Part of the Brie Model Family: Cross-architecture validation study. See also: Brie Qwen 2.5 3B (flagship model, 91.2% in-domain) | Brie Qwen 2.5 0.5B (foundational research)

Paper: Human-Curated Data Authoring with LLMs: A Small-Data Approach to Domain Adaptation (Karman, 2025)

v2.0 (Jan 2026): Added theoretical framework (Li et al. 2025), corrected training config documentation

Brie Llama 3.2 3B

LoRA adapter for meta-llama/Llama-3.2-3B-Instruct specializing in continental philosophy, speculative reasoning, and conceptual development for creative work.

Overview

This model is part of a controlled study demonstrating a LLM-assisted data authoring methodology, comparing how different architectures handle fine-tuning on specialized philosophical and creative discourse.
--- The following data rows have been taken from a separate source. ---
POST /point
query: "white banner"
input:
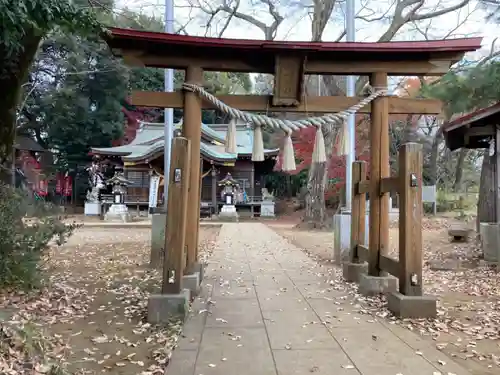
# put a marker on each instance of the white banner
(154, 183)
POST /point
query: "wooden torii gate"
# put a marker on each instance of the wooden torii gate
(289, 62)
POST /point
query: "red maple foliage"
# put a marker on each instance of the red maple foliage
(303, 143)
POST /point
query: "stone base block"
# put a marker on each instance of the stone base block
(352, 271)
(161, 307)
(228, 217)
(191, 282)
(373, 285)
(199, 268)
(412, 306)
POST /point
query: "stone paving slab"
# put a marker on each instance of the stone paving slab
(268, 309)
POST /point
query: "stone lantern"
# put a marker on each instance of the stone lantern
(229, 187)
(118, 211)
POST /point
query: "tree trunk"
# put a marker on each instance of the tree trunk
(13, 72)
(486, 205)
(459, 170)
(315, 212)
(434, 155)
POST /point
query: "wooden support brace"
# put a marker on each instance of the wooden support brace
(288, 80)
(390, 265)
(363, 253)
(174, 260)
(389, 185)
(363, 187)
(410, 219)
(358, 213)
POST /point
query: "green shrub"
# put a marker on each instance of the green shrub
(22, 244)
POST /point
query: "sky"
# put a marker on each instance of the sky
(467, 22)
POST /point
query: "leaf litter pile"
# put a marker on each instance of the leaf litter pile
(467, 328)
(91, 316)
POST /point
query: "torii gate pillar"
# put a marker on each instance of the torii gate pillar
(191, 130)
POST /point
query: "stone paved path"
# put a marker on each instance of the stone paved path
(272, 312)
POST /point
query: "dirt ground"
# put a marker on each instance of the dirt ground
(468, 325)
(95, 307)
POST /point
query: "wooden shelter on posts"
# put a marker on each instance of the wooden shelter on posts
(289, 62)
The model was trained on 1,213 examples authored by the researcher through iterative discussions, using LLMs as authoring tools, to observe architectural differences in preserving:

Continental philosophical analysis (phenomenology, existentialism, critical theory)
Speculative and experimental thinking
Conceptual reframing for artistic and theoretical work
Contemplative prose and cultural criticism

Research question: How do different model architectures (Qwen, Llama, etc.) differ in their ability to adopt and maintain patterns of philosophical reasoning and contemplative discourse?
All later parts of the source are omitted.